Half Stupid, Half Sweet
by Sean Saulsbury

I went to see Mr. Deeds with very little expectation and no preconceptions of what it ought to be. I knew it was a remake of Frank Capra's 1936 picture Mr. Deeds Goes to Town, which I had not seen. Nor am I a big Adam Sandler fan. The ads show Deeds as a straight comedy, featuring juvenile jokes and slap-stick comedy. Really, though, it is a pleasant romantic comedy; a story of a man who, in the course of inheriting $40 billion, finds his one true love.

Here is the setup: the owner of Blake Enterprises, a billion dollar news corporation, has died. With no will, his money and interest in the company are handed over to his closest known relative: Longfellow Deeds, played by Sandler. The president of Blake Enterprises (Peter Gallager) secretly seeks out Deeds so he can buy out his interest in the company and continue to run it.

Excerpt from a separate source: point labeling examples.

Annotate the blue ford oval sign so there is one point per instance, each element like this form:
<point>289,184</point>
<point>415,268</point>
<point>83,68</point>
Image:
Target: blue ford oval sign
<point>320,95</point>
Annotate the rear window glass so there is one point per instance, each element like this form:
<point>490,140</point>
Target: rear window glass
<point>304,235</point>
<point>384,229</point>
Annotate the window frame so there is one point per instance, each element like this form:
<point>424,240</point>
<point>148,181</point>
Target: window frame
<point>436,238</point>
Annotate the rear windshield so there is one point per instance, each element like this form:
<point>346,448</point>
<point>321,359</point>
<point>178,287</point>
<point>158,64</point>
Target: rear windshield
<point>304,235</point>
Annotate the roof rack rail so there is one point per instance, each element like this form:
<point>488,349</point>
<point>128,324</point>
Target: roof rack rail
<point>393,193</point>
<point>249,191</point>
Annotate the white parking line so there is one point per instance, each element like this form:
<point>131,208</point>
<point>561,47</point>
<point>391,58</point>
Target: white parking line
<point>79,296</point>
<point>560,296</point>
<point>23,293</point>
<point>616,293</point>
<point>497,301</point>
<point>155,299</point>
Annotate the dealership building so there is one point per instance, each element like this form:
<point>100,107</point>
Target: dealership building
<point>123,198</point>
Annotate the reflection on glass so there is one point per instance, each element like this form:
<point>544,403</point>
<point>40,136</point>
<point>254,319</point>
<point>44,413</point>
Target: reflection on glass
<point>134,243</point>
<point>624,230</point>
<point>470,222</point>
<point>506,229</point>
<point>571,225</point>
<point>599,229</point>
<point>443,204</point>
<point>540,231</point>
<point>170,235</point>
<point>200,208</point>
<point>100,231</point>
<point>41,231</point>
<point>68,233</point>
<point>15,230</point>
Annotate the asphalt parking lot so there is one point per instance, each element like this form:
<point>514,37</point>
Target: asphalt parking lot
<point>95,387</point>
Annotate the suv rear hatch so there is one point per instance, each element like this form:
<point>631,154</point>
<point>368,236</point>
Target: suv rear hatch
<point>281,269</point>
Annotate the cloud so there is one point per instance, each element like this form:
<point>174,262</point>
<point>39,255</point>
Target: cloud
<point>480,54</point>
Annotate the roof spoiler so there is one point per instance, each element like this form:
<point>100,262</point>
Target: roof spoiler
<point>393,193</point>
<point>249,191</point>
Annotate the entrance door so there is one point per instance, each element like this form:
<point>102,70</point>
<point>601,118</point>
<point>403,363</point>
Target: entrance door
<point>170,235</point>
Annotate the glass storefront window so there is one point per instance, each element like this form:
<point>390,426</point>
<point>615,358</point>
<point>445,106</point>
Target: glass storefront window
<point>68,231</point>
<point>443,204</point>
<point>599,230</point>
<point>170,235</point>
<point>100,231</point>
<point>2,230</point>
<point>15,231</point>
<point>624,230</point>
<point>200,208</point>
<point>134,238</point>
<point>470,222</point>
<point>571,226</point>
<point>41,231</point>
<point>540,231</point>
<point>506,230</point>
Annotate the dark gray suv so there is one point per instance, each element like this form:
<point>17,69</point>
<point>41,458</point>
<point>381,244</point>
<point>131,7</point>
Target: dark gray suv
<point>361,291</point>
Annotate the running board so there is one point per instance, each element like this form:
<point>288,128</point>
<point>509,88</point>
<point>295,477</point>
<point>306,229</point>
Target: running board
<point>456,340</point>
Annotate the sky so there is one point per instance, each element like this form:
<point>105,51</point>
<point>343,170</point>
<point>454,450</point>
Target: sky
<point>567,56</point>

Sandler plays Deeds with his typical I'm-not-too-bright-but-have-a-good-heart shtick. Deeds is a pizza restaurant owner who writes wanna-be Hallmark greeting cards in crayon with a laugh-because-it's-stupid style. He ventures back to New York to finalize the sale of his newly inherited shares of Blake Enterprises for $40 billion.

Meanwhile the media is in a frenzy, trying to find who the new owner of the company is. This causes major panic because if the media find out that Deeds controls Blake Enterprises, their stock is sure to plummet. It also creates a huge opportunity for TV tabloid reporter Babe Bennett (Winona Ryder), who will do almost anything for her big break. When she learns Deeds has a soft spot for "the damsel in distress," she concocts a situation where she must be rescued by Deeds.

Bennett, disguised as "Pam Dawson," then begins to date Deeds to discover the inside story of his life. In the course of her reporting, she falls in love with Deeds. But when her story is twisted into a tabloid trash piece by her producers, she begins to question some of the compromises she's made in her own life. She wants to set the record straight and tell Deeds everything. But is she in too deep? A fair amount of screen time is put into her inner conflict and her relationship with Deeds as the picture turns into more of a boy-meets-girl story than a boy-inherits-$40 billion story.

Despite Deeds' doltish demeanor, he is appealing as a character because he does not sacrifice his benevolence or integrity upon acquiring his wealth. He treats everyone with the same respect and justice they deserve. (Okay, so he does go a little overboard with beating up those who are mean to him and his friends, but that's Adam Sandler's shtick.)

There are a few funny side characters thrown into the mix, such as Mac (Jared Harris) who plays the TV tabloid show host, as well as Deeds' friend back home, Crazy Eyes (Steve Buscemi)—who is both freaky and funny to look at. Tennis star John McEnroe (playing himself) also makes an appearance befriending Deeds in the course of his adventure in New York (as they both share similar anger-management techniques).

There are some product placements in the film that are blatantly obvious, though mostly played for comedy. I don't have a problem with product placement per se, but I do when it detracts from the story. If it brings focus to the kind of breakfast cereal the main character is eating, for example, when the scene being played is not about the character's breakfast cereal, then it detracts from the film and is a mistake.

In sum, this is an enjoyable picture if you're in the mood for a really cheesy romantic comedy. Half stupid and half sweet, Mr. Deeds probably won't be winning over any film purists who uphold the original as untouchable, but it does provide a few laughs.